Daily Real Estate News | Monday, July 16, 2012
Texas ranks top as the most affordable housing market in the country, and record low interest rates on loans in recent weeks has pushed affordability even higher in the Lone Star State.
According to the Real Estate Center at Texas A&M University, a home buyer making $37,351 a year could likely qualify to buy a $150,000 home with a 30-year, 80 percent loan with a 4 percent interest rate. The monthly payments would be $572.90. In 1991, however, a home owner would have needed an annual income of $49,023 to qualify for the same loan, which would have carried an average interest rate of 9.64 percent.

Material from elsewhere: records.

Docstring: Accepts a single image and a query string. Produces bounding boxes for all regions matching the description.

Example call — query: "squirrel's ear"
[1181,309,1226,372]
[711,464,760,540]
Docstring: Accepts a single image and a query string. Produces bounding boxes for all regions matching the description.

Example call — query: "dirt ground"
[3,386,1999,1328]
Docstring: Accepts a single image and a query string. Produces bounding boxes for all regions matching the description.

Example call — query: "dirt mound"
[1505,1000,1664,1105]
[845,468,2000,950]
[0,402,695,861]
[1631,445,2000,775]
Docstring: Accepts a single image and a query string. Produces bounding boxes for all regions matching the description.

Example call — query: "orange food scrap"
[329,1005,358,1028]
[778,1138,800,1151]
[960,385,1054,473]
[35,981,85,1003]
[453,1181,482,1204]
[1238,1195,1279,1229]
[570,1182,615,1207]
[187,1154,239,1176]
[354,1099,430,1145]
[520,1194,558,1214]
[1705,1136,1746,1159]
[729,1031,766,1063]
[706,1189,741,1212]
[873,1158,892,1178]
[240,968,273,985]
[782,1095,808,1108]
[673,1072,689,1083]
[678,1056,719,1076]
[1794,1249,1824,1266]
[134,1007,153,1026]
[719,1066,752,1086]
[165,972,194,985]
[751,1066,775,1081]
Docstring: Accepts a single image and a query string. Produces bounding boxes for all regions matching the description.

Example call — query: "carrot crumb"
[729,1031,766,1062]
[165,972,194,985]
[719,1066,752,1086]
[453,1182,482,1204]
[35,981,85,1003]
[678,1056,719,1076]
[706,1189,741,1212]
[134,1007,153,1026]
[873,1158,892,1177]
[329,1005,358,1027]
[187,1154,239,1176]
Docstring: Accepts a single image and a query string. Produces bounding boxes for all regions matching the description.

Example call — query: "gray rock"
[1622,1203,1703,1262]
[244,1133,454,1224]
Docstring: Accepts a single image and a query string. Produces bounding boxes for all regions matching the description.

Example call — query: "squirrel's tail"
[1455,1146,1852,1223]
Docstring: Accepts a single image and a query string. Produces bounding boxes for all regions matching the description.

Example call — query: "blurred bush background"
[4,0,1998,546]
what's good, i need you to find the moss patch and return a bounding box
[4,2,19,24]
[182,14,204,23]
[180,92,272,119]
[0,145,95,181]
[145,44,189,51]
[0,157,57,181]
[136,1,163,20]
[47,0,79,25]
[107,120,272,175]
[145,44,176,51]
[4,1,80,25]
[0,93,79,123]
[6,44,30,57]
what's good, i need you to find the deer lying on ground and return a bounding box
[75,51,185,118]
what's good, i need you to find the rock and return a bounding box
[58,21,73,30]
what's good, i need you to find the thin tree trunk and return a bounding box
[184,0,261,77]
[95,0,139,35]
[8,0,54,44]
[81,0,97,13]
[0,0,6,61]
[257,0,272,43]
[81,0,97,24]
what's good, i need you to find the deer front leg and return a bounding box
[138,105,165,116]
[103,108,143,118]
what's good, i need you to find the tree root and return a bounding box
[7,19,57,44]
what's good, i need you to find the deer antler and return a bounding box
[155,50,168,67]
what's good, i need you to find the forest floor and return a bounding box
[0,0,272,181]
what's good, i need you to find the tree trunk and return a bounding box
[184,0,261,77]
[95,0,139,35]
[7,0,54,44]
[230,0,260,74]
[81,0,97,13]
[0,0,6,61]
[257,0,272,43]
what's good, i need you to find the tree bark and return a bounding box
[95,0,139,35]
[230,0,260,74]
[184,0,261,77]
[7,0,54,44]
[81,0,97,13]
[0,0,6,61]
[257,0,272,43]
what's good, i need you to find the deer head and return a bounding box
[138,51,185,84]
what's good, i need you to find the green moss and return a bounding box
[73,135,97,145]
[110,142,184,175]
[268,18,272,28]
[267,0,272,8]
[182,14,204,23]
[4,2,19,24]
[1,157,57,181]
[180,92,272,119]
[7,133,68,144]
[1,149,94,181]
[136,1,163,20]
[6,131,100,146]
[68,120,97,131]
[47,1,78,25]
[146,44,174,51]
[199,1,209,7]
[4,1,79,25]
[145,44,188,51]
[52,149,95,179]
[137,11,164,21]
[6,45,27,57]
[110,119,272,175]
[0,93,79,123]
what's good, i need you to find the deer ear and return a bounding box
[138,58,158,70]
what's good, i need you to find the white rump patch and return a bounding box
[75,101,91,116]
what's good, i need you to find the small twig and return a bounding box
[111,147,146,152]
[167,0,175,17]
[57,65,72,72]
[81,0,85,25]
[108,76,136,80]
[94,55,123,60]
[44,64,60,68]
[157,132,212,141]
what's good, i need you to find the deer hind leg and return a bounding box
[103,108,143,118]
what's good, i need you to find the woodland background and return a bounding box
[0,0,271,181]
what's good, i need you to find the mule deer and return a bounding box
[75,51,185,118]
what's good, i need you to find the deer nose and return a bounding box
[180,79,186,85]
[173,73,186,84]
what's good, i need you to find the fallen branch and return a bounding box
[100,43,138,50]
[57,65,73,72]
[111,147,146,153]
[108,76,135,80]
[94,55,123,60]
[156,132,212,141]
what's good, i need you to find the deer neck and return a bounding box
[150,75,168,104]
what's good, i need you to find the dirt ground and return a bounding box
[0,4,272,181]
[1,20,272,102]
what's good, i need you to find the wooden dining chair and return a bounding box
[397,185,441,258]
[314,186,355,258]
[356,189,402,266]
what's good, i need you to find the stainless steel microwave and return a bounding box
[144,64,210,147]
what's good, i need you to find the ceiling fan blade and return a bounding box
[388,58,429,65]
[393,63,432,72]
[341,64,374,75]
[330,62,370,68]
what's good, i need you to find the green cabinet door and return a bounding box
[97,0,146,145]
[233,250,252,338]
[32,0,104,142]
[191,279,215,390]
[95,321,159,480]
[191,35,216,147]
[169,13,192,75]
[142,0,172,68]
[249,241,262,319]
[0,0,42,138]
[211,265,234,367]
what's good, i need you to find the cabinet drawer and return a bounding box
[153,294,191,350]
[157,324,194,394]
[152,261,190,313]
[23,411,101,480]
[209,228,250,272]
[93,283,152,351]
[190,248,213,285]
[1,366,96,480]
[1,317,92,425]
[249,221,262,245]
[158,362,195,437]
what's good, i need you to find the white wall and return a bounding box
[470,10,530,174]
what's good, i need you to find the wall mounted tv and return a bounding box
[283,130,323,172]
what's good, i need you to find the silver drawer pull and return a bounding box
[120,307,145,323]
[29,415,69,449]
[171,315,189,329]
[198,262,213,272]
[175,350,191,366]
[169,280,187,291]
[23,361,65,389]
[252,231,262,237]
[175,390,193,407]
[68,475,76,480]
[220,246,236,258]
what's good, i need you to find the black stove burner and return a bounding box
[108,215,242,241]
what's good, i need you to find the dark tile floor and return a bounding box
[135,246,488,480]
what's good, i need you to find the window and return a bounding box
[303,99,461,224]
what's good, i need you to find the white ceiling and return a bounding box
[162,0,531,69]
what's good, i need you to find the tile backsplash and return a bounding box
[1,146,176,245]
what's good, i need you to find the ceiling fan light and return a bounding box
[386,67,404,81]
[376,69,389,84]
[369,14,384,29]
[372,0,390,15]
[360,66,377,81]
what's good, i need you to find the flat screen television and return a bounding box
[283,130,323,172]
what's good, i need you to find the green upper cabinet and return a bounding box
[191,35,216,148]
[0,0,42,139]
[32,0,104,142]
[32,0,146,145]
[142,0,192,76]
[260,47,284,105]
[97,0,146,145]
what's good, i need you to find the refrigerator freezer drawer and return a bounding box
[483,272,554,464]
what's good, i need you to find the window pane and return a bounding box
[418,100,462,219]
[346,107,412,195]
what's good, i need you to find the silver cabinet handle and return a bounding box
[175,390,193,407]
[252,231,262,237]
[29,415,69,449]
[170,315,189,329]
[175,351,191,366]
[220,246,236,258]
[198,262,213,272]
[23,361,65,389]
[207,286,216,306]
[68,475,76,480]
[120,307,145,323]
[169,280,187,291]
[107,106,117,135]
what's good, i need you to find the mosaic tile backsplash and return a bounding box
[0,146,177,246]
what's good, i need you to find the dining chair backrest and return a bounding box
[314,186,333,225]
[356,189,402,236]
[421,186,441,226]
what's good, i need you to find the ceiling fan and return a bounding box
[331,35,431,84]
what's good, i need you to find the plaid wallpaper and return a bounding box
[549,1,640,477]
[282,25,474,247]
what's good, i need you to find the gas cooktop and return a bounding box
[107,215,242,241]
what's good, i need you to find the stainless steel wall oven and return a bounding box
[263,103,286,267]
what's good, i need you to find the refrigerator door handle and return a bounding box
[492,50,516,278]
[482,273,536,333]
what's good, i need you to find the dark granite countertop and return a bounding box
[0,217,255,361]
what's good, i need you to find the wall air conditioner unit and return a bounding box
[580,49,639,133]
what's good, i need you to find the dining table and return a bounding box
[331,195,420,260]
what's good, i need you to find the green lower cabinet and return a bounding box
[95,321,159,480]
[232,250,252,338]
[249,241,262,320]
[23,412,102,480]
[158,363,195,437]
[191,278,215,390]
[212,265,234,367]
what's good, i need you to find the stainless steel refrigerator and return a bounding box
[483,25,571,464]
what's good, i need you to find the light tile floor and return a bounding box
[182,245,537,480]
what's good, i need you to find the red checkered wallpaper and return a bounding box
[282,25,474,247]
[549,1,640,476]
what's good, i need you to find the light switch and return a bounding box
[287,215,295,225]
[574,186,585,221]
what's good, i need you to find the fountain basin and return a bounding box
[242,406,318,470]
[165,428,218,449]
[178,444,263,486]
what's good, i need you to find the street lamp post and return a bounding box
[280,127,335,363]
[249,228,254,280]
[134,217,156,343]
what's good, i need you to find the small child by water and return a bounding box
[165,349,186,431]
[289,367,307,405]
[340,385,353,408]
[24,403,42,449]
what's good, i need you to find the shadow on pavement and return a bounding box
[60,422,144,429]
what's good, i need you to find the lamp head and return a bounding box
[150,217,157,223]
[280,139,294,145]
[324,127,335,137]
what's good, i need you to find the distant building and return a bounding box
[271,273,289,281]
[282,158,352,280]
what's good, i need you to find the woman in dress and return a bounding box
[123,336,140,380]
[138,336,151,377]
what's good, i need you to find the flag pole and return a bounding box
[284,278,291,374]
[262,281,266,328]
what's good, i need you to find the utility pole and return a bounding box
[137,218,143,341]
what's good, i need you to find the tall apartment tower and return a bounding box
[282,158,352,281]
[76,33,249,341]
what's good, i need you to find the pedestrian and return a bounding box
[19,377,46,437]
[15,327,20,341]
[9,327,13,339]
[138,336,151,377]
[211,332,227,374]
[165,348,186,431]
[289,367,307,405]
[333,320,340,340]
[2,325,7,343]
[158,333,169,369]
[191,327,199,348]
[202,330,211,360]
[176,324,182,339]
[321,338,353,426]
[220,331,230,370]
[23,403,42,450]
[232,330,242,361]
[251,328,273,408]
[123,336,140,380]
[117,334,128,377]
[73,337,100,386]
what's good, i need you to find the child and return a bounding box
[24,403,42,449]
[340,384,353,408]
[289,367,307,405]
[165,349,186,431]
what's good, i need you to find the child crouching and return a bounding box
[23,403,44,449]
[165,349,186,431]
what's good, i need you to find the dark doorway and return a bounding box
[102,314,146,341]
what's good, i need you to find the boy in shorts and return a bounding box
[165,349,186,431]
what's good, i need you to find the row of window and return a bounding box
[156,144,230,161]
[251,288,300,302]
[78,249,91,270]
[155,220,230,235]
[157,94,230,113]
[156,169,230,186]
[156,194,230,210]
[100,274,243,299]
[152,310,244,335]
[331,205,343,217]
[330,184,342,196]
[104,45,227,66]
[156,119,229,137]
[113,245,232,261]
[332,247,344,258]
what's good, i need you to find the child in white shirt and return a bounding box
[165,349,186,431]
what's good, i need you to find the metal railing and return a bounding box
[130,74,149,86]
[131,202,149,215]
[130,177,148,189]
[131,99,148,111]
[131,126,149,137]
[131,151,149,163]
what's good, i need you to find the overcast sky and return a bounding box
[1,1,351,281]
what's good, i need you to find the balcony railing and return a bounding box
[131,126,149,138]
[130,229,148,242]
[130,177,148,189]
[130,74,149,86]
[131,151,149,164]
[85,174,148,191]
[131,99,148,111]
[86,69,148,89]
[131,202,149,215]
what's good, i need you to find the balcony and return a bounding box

“The home purchasing power of a dollar in income increases dramatically as interest rates fall,” says James Gaines, research economist with the Texas A&M Real Estate Center. “With an 80 percent loan at 10 percent interest, $1 of income buys about $3 of housing. At 7 percent, it buys $4 of housing. At 4 percent, it buys nearly $5.50.”
But while Texas ranks as the most affordable market now, housing experts say other states are gradually narrowing that gap. The national median home price dropped 25 percent from 2006 and 2011, according to Gaines. Meanwhile, Texas’ median home prices increased 4 percent in that period. Gaines says that Texas may see a decrease in its affordability as home prices begin to rise faster than incomes in some areas.